10
眠ったルークに、以前彼が持ってきた毛布をかけてやる。さらりと絹糸の様な朱の髪を掬う。暗い闇の中に差し込んだ、一条の光。


「俺の、光」


俺を見つけてくれた。
恭しく髪に口づけを落とす。目覚めた様子は、ない。くすりと笑みを浮かべる。


「誰にも渡さない。俺の、俺だけの〈聖なる焔の光(ルーク)〉……」


その笑みは今までとは違い、獰猛。まるで、悪魔を連想させるかのような。
ふと、ルークに向けられていた視線を、廊下へと向ける。広がるのは、唯の闇。


「……盗み聞きとは、趣味がよろしくないな」


影が動く。現れたのは金髪の青年。殺意を孕んだ蒼の目が、此方を見据える。
格好からして、ルークの従僕か何かだろう。


「……そいつに、何をした?」


ぱちりと一つ瞬きをする。急に何を言い出すかと思えば。


「何もしていないぞ?」

「とぼけるな! 悪魔であるお前が、こいつに暗示でもかけて封印を解こうとしているのだろう!?」

「喚くな。ルークが起きる」


ハッとして口を閉ざす。その様子に確信し、口元を歪める。


「……それが本当だとして、お前はどうする気だ?」

「今後一切、お前に近づけさせない。ルークに害を与える者は、俺が全て排除する!」

「だが、ルークは納得しないぞ? それともなんだ、お前は無理にでもルークを閉じ込める気か? そんなことしたら嫌われるのがオチだぞ」


ぐ、と青年が息を詰める。もう一押しか。


「愛しのご主人サマに嫌われたらどうするんだ? 自害でもするのか?」

「黙れッ!!」


怒鳴り声。咄嗟にルークを見るが、未だに夢の中。よっぽど疲れていたらしい。
憤っている青年に視線を戻し、笑みを深める。


「ルークはお前らの言葉なんか、最初から信用してねェよ。
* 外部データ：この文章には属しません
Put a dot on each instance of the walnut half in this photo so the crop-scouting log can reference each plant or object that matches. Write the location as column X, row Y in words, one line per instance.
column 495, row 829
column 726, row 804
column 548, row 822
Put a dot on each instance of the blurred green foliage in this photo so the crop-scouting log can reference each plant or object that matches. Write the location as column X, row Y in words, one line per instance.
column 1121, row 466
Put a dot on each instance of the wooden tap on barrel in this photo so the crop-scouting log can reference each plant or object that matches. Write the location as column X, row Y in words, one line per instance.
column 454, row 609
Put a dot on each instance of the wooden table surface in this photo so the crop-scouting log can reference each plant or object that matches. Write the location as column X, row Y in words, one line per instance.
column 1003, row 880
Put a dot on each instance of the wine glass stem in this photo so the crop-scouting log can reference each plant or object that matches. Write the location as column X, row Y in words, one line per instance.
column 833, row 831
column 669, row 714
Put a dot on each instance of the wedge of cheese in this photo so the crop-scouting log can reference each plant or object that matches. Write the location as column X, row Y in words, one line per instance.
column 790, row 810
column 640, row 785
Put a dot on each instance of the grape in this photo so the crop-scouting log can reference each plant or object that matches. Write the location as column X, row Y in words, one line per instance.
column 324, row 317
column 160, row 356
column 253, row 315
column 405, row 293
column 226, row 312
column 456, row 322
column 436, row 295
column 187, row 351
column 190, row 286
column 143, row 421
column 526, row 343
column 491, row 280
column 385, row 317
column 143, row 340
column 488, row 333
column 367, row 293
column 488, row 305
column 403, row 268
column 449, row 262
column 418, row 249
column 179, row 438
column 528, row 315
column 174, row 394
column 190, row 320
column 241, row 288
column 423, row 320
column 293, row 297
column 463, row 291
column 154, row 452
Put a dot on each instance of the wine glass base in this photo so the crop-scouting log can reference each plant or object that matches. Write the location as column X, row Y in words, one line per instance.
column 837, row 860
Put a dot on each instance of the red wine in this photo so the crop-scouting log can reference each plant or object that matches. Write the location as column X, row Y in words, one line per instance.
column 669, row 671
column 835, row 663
俺はお前らの様に、こいつを傷つけてなんかいない。そんな俺とお前ら、ルークがどっちを信頼するか、なんて、明白だろう?」

「ちょっと待て。俺達がルークを傷つけている、だと……?」


呆れた。こいつは気付いていないのか。
美しい朱の髪を梳き、頬を撫でる。
この傲慢な人間達に囲まれて、彼は一体どれだけ傷ついてきたことだろう。


「おい、俺達がいつルークを――!」

「うるせェな。それくらい自分の頭まで考えやがれ。その頭は飾りか?」


適当にあしらえば、犬の様に喚いてくる。騒がしい。ルークを起こす気か。
それにしても。


「……お前は、俺の名を知っているな。でなければ、ルークを除いて俺を視認できる筈がない」


名を封じられるとは、そういうことだ。名を知らない者には、其処に居てもいないことになる。


「ルークを、除き?」

「あぁ。こいつと俺は、どうやら同じ存在らしい」

「同じだと? 悪魔のお前と――」

「言い方が悪かったな。確かにこいつは人間だ。違うが、同じ。俺の名を知らないこいつが俺の事を視認できるのは、そうだからだ」


初めて会った時に感じた既視感。気が狂いそうなほどの長い年月の中、俺を救ってくれた光。
愛しい、半身。
誰にも傷つけさせたりなどしない。


「……何故そんなことが分かる。記憶がないというのは唯の狂言か?」

「いや、確かに無い。だが、こいつも言っていただろう? 『身体とかが覚えている』と。それと似たようなものだ」


にこりと笑みを零す目の前の少年に、ガイは胸騒ぎを覚える。
外見に似合わぬ威圧感。こいつは、危険だ。本能が警鐘を打ち鳴らす。
振り払うように彼から視線を外し、昏々と眠るルークを抱きあげる。このまま寒い此処で寝せておけば風邪をひいてしまう。
少年にそれが伝わったのか何も言わなかったが、若干顔が歪んだ。


「……どんなに離そうとしても、ルークは必ず俺の元に戻ってくる。必ず、だ」


覚えておけ、と。まるで呪詛の様な言葉に、ガイは言い返せず、振り返りも出来ず、無言で牢を出ていった。